The effort, dubbed the Laramie Vaccine Project, hinges on the understanding that while the shots themselves are free, for many accessing them isn’t as easy as walking into a doctor’s office for a routine appointment. Childcare concerns, difficulty getting time off work, limited access to primary care providers, worries about vaccine side-effects and general misinformation have all contributed to stunted uptake, explained Father Rob Spaulding, who leads the University of Wyoming St. Paul’s Newman Center. 

In addition to the gift cards and prize drawings, community groups are working with the local United Way to establish a stipend fund for residents who need to take time off work or find child care to either get vaccinated or to recover from potential side effects. 

“A broad coalition of community members and agencies have come together to address these barriers to vaccination and to launch a campaign to increase vaccination rates in Albany County to at least 70 percent,” Laramie City Council member Sharon Cumbie told her colleagues Tuesday. 

Albany County has the state’s second-highest adult and adolescent vaccination rates, with just more than 52 percent of adults fully vaccinated and nearly 37 percent of those 12 to 17 years old. 

Those figures are still a far cry from the county’s 70 percent goal, and community leaders say uptake has stalled. 

“It’s going to take a concerted effort to get those rates to climb,” city of Laramie Recreation Manager Jodi Guerin said. 

What that will look like in practice includes education and targeted outreach in addition to monetary incentives.

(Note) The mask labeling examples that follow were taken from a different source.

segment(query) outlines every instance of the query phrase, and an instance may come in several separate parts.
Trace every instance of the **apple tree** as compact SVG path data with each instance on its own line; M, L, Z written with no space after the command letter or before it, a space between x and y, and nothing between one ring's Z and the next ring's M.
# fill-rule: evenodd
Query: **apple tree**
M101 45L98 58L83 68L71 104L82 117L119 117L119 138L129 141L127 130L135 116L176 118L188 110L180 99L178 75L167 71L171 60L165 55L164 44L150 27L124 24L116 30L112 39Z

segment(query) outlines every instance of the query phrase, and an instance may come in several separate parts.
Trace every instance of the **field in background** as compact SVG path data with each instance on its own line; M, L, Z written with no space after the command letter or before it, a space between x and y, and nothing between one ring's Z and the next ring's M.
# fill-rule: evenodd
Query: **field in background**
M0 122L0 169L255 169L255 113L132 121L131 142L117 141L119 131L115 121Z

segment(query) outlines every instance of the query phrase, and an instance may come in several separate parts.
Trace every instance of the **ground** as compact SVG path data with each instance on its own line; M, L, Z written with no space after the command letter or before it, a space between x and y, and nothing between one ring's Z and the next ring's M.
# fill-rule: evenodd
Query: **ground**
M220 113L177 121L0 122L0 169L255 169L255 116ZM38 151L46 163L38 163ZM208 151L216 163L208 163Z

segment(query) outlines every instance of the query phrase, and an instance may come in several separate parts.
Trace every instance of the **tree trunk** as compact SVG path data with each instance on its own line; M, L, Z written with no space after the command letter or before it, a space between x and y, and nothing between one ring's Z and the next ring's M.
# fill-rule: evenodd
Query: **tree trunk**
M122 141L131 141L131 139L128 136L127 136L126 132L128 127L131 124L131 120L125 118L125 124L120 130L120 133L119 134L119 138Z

Guerin explained the initiative is not meant to pressure those who have already made up their minds not to get the shots. 

Rather, “we are really seeking the population of people who maybe haven’t gotten them because it wasn’t easy or convenient, or they didn’t have time, they didn’t think maybe it was completely necessary, and help them make the decision to go ahead and get vaccinated.” 

The community program takes its lead from the University of Wyoming, which launched its own incentive efforts in late April amid lower-than-desired vaccination rates among staff, faculty and students, explained Mandy Gifford, who works in the university president’s office. 

She said that program, which makes students and employees eligible for cash and other prizes, has grown the university’s employee vaccination rate from 55 to 73 percent.

Additionally, 1,000 students reported their vaccination status to the university in the first three and a half weeks of the program. 

The new initiative is expected to launch this month. Flyers on the city of Laramie website set Aug. 30 as the program’s start date, though Gifford and Guerin said it may be launched as soon as this week. 

Wyoming is among the least vaccinated states in the nation, with less than 35 percent of the population fully inoculated as of Monday. 

Gov. Mark Gordon said this week that state-level interventions to improve those numbers will not occur, deferring instead to local officials. Albany County’s incentive program follows Teton County, which launched a prize campaign called “Shots for Swag” in May. 

At the time, state officials were discussing the potential for a broad incentive program, the governor’s spokesperson Michael Pearlman told the Star-Tribune in May. But no statewide program has materialized.